Caco Ciocler também está perfeito, assim como Camila Morgado. Graças a eles o filme não é um desastre completo. É um filme feito pra concorrer ao Oscar (a atual obsessão dos cineastas brasileiros). A estatueta em detrimento da história. Assim eles fizeram com uma excelente história (tão real quanto inverossímel) muito menos do que poderiam. Quando penso nisso mudo de idéia e digo que é um péssimo filme. É um grande desperdício de uma grande história.

Abre parênteses para falar dos cenários e da direção de arte. INCRÍVEL!!! Eles fizeram nevar no Rio de Janeiro. O filme foi todo gravado no Brasil. Toda aquela neve no chão, com jeito de neve, parecendo gelado, é sal grosso. Um calor infernal e eles fizeram a gente acreditar que era neve, que era um campo de concentração na Alemanha. Simplesmente perfeito. Fecha parênteses

Saí do cinema frustrada, com a sensação de que alguma coisa não havia encaixado bem. Mas levei dois dias para admitir pra mim mesma que não havia gostado do filme.

Quem não leu o livro talvez se comova com o filme inteiro, a música, o clima. A cena que mais me comoveu, no entanto, foi a cena onde Olga é separada de sua filha Anita. Era o mito desmoronando. A mulher tão forte se descobrindo frágil, desamparada, tão humana como eu ou você. Me emociona a leitura das cartas de Olga (durante o filme são lidas com a voz de Camila como se estivesse pensando ou escrevendo). Me emociona saber que ela viveu e que tudo aconteceu de verdade.

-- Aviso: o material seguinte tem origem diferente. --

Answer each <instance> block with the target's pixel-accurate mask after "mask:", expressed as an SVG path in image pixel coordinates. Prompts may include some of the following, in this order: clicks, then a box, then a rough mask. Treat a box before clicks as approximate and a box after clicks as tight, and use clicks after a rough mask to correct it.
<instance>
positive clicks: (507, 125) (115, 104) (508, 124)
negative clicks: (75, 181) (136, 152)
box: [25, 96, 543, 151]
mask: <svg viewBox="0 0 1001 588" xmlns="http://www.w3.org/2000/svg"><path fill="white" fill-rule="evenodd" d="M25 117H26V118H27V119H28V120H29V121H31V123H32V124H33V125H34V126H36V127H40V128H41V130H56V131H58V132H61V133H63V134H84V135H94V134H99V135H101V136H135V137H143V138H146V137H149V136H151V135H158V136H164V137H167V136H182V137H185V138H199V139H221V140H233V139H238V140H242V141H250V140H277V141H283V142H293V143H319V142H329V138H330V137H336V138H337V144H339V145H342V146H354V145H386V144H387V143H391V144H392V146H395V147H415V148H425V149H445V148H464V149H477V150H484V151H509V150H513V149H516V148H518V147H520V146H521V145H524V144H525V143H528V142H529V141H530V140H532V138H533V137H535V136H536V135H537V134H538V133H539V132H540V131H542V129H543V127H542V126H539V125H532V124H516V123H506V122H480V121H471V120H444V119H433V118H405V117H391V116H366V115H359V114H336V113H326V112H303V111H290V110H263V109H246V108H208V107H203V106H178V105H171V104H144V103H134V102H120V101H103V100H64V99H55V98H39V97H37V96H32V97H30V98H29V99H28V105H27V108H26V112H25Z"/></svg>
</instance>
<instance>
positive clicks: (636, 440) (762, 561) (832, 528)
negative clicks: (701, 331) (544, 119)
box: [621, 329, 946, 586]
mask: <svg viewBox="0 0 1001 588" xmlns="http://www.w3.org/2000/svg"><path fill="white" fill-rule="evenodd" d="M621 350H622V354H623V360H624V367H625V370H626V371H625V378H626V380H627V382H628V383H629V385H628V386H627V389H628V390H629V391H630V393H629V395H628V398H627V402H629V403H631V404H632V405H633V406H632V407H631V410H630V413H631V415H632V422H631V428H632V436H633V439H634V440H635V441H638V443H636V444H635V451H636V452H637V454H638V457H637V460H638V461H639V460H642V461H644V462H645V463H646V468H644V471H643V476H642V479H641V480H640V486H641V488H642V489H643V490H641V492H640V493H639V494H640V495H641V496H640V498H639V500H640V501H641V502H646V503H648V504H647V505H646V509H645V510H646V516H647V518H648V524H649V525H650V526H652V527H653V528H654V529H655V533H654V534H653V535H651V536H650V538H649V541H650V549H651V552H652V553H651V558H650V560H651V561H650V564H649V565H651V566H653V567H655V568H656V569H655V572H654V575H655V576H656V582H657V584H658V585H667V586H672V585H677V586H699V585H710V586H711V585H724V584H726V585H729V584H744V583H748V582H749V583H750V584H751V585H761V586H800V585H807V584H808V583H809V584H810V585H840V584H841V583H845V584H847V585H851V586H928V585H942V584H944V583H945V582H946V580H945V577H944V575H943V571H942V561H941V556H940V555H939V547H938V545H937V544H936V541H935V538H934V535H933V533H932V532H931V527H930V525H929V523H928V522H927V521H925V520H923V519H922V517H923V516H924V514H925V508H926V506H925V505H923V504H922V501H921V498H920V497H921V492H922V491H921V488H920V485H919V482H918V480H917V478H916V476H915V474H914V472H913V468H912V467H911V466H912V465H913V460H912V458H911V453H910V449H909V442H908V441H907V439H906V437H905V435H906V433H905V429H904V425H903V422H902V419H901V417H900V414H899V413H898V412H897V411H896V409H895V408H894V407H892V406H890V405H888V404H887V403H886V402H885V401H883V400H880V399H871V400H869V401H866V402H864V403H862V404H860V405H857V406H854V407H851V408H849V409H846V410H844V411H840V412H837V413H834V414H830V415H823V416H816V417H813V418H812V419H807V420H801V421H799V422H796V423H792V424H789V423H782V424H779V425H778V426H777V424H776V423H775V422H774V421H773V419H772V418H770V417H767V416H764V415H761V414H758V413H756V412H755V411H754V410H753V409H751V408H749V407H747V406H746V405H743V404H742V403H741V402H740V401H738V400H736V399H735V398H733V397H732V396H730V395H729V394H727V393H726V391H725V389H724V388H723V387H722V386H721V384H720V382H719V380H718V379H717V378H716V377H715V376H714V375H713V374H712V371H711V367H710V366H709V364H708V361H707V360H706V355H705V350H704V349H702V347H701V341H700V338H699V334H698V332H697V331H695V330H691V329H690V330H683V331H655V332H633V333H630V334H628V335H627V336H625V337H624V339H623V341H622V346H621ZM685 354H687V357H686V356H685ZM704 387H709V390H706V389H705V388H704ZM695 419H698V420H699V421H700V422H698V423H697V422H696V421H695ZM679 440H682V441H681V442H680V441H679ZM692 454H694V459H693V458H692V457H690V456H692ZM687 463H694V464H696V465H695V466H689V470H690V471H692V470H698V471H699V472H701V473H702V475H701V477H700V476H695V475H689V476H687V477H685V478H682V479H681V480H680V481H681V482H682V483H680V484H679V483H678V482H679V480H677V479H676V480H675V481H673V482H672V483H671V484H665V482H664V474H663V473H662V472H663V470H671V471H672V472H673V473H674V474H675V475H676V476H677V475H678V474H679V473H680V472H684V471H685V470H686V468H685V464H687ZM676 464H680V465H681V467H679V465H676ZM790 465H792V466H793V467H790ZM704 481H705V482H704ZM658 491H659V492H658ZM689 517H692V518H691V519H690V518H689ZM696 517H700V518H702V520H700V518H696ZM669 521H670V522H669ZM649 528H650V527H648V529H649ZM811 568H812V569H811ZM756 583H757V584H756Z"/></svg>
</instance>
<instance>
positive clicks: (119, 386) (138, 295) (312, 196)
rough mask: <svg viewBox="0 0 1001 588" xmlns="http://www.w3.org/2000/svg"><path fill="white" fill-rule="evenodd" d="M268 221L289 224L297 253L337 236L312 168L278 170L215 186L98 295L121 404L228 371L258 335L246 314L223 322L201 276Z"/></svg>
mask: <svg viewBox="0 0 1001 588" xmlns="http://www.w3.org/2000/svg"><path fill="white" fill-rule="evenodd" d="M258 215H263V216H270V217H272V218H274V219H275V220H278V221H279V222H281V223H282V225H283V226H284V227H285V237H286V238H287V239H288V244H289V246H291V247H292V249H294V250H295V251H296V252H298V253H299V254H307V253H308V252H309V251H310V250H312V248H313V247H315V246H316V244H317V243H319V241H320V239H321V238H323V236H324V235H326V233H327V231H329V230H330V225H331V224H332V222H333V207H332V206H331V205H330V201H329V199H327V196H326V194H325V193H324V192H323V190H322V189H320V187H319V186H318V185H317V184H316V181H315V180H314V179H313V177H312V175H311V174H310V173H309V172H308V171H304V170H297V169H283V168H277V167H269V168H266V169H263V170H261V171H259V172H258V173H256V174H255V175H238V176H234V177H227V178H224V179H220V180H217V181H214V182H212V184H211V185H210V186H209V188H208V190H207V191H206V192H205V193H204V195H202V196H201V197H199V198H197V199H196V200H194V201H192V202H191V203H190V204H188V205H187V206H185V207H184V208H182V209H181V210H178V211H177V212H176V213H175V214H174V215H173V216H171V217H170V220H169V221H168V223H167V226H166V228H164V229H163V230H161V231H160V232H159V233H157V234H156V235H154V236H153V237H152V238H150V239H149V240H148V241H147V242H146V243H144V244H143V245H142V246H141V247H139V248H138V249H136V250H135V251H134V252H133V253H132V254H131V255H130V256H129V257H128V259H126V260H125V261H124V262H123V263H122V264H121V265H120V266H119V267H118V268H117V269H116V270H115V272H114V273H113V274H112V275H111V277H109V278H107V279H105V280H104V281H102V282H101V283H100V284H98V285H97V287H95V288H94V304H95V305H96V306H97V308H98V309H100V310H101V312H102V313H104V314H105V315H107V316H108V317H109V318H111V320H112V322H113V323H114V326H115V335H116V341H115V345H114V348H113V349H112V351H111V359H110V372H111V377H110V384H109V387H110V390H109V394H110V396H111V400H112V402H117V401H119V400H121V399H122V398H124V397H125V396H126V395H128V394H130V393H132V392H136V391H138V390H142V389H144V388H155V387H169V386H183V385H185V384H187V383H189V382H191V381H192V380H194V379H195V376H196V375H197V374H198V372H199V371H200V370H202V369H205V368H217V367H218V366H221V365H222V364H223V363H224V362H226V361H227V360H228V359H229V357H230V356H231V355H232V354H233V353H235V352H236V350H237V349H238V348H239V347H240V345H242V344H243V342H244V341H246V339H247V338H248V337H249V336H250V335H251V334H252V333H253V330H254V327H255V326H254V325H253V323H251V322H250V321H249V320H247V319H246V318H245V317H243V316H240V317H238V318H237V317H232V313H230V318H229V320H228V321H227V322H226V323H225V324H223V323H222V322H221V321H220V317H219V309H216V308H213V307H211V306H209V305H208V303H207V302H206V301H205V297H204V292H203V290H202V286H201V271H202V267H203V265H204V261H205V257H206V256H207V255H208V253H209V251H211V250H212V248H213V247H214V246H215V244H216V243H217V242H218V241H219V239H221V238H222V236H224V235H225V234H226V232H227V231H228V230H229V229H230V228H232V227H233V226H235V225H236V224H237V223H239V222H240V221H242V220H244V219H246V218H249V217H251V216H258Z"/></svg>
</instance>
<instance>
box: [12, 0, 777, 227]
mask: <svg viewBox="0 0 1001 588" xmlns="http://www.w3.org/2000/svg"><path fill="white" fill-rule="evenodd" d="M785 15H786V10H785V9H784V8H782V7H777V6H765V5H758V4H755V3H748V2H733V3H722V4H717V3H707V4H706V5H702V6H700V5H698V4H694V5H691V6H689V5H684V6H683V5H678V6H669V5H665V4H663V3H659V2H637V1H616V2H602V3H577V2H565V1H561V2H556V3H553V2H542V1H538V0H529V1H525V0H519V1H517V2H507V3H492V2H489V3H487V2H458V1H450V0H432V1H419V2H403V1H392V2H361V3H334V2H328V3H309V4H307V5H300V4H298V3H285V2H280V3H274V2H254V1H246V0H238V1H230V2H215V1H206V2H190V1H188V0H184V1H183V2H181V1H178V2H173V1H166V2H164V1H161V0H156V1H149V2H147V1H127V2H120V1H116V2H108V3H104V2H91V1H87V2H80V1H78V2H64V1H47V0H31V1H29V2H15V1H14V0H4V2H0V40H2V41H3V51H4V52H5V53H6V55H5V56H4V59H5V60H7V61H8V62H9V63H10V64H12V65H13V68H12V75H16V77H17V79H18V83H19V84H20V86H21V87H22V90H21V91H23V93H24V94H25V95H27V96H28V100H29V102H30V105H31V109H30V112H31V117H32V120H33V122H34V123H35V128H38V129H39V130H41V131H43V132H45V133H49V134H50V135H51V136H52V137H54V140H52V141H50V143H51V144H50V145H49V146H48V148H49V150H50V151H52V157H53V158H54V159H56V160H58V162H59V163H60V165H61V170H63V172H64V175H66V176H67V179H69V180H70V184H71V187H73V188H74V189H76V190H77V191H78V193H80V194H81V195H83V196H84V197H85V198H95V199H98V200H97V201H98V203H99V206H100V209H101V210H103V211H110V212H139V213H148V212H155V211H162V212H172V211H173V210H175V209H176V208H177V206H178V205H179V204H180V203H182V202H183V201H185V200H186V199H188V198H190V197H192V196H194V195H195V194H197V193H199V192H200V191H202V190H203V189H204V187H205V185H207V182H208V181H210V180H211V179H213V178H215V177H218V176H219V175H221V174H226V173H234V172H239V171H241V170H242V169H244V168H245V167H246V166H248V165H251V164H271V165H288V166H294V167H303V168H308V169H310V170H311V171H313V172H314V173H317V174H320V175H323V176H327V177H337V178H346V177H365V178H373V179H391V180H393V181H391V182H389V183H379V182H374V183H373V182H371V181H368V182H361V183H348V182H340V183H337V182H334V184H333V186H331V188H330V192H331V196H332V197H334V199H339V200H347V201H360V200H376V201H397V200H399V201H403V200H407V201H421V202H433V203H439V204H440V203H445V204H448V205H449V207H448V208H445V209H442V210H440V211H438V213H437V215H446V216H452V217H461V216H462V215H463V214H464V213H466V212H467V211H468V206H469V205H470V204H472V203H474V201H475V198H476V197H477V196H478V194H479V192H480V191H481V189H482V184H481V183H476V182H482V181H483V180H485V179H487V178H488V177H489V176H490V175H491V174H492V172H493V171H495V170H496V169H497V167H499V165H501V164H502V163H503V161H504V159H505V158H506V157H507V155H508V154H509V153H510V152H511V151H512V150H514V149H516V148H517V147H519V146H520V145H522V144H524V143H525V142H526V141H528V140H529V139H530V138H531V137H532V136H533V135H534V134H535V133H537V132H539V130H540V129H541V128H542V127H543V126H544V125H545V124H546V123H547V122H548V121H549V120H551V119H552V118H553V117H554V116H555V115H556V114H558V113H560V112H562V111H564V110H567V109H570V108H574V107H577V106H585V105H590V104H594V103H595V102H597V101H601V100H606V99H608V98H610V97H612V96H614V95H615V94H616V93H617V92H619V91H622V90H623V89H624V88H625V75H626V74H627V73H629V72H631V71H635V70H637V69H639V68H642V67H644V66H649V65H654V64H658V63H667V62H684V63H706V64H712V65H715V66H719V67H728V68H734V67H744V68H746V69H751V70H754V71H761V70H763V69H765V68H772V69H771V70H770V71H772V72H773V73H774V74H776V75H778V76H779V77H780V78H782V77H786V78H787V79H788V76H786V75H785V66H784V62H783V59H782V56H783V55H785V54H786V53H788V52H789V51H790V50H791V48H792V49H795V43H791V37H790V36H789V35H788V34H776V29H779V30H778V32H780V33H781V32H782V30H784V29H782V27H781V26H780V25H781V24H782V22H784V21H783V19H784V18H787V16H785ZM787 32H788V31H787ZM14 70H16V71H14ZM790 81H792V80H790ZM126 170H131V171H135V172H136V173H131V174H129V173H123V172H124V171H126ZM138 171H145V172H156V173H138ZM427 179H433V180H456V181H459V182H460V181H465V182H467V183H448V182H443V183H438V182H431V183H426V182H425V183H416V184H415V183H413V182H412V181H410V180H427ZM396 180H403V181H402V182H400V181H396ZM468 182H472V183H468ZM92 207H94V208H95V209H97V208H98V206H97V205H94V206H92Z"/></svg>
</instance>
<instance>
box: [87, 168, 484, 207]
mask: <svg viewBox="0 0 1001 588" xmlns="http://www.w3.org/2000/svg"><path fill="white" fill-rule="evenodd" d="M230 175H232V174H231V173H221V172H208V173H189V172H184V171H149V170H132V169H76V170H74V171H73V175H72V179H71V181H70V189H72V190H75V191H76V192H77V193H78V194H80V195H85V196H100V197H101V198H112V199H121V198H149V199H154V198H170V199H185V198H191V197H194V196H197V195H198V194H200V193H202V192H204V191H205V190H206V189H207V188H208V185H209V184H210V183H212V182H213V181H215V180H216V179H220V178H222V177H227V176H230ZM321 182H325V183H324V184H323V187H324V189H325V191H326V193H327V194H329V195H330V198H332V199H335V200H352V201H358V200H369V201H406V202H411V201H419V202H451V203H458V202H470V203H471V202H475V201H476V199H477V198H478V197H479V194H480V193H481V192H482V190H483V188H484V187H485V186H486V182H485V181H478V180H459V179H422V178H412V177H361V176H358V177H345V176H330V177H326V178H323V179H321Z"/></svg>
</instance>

Histórias de guerra, tortura, holocausto me perseguem meses a fio. Penso sempre que a gente, a humanidade, podia viver sem isso na consciência. Que isso não poderia se repetir nunca, e no entanto, se repete o tempo todo, entre povos irmãos, que são chacinados ou se chacinam, como Angola, Ruanda, Afeganistão, Iraque, mendigos em São Paulo, meninos na Vila Cruzeiro...

Leiam o livro, por favor. Ele foi reeditado com a Camila Morgado na capa. Um absurdo, eu achei, tirarem a foto da Olga e colocarem a Camila, mas é o poder da Globo Filmes.

A versão cinematográfica é muito pequena perto de quem foi Olga Benário Prestes. Alguém que ,ao final de sua vida, em sua carta de despedida, escreveu: "Lutei pelo bom, pelo justo, pelo melhor do mundo".